Um clássico maravilhoso.
Hester é acusada de ser Adúltera, como punição ela tem que usar uma letra bordada no peito. Ela se recusa a declarar quem é o pai da criança e uma pessoinha jura descobrir e fazê-lo sofrer. Hester começa a viver isoladamente em uma cabana com sua filha Pearl, ela passa por muita humilhação por conta de seu pecado, tendo a opção de ir embora dali mas ela decide ficar e pagar pelo seu erro. No desenrolar da historia, ficamos sabendo quem é a pessoinha que jura vingança e quem é o pai da menina. Apesar da humilhação que ela carrega e a vergonha, Hester é uma excelente bordadora, toda a comunidade de Salém requisita seus serviços, possibilitando o sustento dela e da filha.

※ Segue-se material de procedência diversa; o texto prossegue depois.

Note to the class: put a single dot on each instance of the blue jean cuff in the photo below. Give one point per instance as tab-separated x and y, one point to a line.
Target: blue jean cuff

Sabemos que Hester e o pai da criança tiveram um romance, porém senti falta no livro explicando como aconteceu esse amor e se de fato foi amor(ou apenas 1 que amava), já que no Posfácio de Nina Baym nos mostra atitudes bem egoístas de certo personagem.

Viver em uma comunidade puritana não deve ser fácil, a Igreja controlava TUDO e qualquer pensamento ou ações "duvidosas" era tudo culpa de Satã.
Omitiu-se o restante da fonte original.